There was a heavy atmosphere at Kenya’s Milimani High Court in Nairobi on Friday, following a court ruling to uphold laws that criminalise homosexuality in the East African country.
The small courtroom was packed with journalists, lawyers, and members of the LGBT community, spilling out into the narrow courthouse corridors as the unanimous ruling was made.
Many in Kenya’s gay community expressed hopes that today would mark a historic moment for the country, with the scrapping of articles 162 and 165 that makes homosexuality illegal. However, these hopes were soon dispelled as the ruling was read out.
The judges affirmed the consitutionality of the laws against homosexuality, claiming that there was insufficient evidence to prove how the laws violated the LGBT community’s right to health, dignity and privacy.
They added that the law was a reflection of Kenya’s societal values.
“Acknowledging cohabitation among people of the same sex, where they would ostensibly be able to have same-sex intercourse, would indirectly open the door for (marriage) of people of the same sex,” said the judgment read in part by Justice Roselyn Aburili.
She went on to claim that same-sex couples living together would be violating the constitution and that there was no scientific proof LGBT people were “born that way”.
Friday’s judgment stems from a 2016 petition which argues that Kenya’s penal code discriminates directly against the LGBT community and therefore went against the country’s 2010 constitution.
Kenya is one of 32 countries in Africa where homosexuality is banned, with a penal code that criminalizes “carnal knowledge against the order of nature.” Anyone found engaging in same-sex relationships could face up to 14 years in prison.
The law has been in place since the British colonized Kenya in the late 19th century.
“These old colonial laws lead to the LGBT community suffering violence, blackmail, harassment and torture,” the Nairobi-based National Gay & Lesbian Human Rights Commission said after the decision was announced.

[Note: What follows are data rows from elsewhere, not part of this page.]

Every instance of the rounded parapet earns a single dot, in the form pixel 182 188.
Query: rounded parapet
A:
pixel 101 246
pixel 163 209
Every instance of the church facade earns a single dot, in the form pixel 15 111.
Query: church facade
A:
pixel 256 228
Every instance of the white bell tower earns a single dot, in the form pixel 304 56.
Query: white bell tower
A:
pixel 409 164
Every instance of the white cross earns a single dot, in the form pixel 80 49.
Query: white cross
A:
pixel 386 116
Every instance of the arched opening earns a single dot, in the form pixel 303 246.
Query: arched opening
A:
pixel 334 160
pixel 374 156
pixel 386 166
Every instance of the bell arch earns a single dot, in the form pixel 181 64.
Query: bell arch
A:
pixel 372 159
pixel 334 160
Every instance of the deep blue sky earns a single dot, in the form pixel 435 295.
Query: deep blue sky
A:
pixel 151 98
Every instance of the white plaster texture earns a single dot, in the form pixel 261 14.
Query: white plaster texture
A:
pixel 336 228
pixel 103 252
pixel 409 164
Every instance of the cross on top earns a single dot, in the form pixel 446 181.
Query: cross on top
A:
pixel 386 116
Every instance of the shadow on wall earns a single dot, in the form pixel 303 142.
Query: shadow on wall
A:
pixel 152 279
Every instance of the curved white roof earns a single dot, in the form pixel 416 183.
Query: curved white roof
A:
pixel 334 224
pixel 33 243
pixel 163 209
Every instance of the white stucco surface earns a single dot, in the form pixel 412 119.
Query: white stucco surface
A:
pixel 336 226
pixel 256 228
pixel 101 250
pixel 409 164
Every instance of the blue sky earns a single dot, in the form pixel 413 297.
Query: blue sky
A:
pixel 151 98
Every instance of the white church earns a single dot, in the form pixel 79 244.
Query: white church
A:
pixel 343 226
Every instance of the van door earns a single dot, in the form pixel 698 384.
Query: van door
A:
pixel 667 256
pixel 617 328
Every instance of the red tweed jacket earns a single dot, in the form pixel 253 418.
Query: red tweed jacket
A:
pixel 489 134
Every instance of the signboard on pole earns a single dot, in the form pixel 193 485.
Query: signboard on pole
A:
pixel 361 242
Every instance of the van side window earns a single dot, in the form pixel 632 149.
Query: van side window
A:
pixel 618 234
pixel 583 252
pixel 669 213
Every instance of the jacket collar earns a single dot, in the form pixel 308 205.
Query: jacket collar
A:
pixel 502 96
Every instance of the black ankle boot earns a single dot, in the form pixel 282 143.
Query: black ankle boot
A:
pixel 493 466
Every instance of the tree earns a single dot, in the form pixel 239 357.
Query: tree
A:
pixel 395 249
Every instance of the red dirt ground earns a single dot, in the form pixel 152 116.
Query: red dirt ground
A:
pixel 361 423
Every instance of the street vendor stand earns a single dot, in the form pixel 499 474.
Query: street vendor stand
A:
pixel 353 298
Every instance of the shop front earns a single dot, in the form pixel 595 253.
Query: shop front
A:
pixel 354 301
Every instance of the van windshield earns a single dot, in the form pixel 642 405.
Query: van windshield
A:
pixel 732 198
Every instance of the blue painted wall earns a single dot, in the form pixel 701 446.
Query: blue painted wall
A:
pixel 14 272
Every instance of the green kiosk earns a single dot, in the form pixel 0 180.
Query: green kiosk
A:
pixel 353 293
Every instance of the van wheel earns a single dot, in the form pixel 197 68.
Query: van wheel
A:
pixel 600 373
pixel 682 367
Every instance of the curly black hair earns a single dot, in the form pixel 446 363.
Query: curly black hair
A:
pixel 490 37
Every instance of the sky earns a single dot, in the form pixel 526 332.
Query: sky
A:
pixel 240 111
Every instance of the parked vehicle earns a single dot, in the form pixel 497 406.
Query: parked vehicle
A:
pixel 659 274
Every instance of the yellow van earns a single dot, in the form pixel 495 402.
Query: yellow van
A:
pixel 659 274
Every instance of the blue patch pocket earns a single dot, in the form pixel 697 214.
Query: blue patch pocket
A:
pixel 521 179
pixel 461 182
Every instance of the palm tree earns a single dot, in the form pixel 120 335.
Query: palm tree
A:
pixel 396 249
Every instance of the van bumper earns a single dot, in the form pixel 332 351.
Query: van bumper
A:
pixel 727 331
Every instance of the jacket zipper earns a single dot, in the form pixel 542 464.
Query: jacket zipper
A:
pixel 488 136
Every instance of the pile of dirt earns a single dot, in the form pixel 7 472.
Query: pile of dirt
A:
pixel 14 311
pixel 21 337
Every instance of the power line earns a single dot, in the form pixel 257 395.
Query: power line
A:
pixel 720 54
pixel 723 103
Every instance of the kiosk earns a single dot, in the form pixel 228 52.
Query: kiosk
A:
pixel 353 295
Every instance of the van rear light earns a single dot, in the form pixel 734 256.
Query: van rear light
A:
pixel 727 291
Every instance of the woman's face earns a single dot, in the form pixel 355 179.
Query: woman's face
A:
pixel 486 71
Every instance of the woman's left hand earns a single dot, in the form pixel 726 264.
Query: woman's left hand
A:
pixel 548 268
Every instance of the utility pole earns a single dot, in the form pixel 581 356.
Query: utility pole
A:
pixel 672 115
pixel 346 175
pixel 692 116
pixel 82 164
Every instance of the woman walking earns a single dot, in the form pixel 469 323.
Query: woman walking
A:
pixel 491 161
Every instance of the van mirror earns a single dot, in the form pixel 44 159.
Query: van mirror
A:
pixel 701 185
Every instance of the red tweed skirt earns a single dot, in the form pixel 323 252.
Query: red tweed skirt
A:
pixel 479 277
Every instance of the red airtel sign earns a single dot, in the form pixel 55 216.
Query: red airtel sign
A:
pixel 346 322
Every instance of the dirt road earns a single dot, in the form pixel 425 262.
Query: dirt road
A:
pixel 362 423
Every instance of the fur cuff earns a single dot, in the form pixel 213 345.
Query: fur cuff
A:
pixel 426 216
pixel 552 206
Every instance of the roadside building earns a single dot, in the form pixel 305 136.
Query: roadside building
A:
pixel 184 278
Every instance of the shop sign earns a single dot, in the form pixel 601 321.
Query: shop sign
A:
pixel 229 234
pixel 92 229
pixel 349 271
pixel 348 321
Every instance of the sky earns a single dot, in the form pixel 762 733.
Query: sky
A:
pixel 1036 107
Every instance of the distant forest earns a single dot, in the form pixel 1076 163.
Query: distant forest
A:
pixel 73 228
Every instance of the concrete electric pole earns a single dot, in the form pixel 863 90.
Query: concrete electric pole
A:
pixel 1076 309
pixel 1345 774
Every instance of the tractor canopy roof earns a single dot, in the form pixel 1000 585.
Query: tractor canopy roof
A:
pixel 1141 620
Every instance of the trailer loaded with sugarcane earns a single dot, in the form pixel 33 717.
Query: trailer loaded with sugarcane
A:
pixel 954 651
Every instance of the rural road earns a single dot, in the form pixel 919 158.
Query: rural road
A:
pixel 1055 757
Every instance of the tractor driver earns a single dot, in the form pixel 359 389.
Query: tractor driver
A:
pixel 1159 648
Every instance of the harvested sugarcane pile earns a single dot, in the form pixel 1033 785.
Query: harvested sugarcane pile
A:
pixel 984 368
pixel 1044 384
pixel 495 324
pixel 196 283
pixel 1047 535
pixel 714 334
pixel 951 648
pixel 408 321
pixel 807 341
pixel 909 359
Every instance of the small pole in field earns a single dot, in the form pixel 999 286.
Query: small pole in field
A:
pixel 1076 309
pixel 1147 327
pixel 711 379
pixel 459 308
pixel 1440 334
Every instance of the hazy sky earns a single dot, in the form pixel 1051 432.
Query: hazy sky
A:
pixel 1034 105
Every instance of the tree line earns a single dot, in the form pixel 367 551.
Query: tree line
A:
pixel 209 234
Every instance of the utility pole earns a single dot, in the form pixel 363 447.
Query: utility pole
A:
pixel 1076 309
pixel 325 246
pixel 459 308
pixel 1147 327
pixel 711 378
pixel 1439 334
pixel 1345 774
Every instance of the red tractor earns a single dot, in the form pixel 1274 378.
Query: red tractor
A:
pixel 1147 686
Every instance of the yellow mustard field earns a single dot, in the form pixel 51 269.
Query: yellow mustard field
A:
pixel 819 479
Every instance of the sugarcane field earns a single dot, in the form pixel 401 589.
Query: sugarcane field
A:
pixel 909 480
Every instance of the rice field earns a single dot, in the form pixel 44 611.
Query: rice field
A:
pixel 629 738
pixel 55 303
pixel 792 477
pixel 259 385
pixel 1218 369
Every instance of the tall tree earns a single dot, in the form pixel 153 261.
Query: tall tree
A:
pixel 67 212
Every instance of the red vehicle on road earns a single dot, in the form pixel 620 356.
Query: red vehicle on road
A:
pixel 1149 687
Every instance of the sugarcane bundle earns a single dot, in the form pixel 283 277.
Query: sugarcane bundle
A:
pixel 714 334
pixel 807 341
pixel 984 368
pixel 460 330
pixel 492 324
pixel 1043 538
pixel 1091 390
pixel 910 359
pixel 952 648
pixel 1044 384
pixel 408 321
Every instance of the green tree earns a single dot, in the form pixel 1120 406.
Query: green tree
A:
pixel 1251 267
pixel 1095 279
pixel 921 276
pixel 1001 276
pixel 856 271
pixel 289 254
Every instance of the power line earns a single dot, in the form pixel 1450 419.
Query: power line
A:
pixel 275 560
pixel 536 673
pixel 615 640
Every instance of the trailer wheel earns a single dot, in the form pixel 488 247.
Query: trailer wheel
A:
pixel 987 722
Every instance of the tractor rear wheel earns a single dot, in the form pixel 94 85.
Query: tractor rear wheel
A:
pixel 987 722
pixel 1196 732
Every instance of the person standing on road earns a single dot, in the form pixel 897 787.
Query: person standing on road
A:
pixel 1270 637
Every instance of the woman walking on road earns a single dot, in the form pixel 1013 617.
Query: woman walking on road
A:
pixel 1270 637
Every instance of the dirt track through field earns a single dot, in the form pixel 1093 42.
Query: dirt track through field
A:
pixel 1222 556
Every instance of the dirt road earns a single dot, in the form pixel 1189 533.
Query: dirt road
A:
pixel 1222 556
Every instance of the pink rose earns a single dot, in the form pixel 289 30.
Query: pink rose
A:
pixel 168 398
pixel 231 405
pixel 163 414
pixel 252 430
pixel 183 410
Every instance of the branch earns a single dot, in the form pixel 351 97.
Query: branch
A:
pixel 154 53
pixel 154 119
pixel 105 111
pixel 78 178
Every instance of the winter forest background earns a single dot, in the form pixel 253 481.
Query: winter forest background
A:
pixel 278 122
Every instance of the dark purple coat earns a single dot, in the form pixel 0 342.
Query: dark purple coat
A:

For many members of the LGBT community in Kenya, daily life includes the pervasive risk of being subjected to discrimination and even physical attacks as a result of their sexual orientation. Most victims are too fearful to go to the police, rights groups say.
According to LGBT rights activists, the laws can also make it harder for those in the LGBT community to get a job or promotion, rent housing or access health and education services.
“I came all the way from my country, hoping that Kenya would be different, but what the court came out with today put me down and I am afraid of where to go,” said Jordan Zeus, a transgender man from Uganda.
“I came to seek protection here but I am scared for my life, I don’t know if I will survive. The judges have shown us we are not allowed here, we are illegal.”
The court attendees also included lawyers and national organisations who were in full support of the ruling.
“The people of Kenya are happy that the courts have not been misused to try and introduce laws that the majority of Kenyans and their institutions are opposed to,” said Charles Kanjama, the lawyer of the Kenyan Christian Professionals Forum, who was in opposition of the petition.
However, while the petition has been denied and the laws deemed constitutional, outside the court house many LGBT activists and allies made it clear that the fight was far from over.
“Even if they denied us the opportunity we will still fight. Because we are here and we are queer,” said a member of an LGBT rights group in Kenya, who asked not to be named for fear of retribution.
“We are not going to stop until it is over.”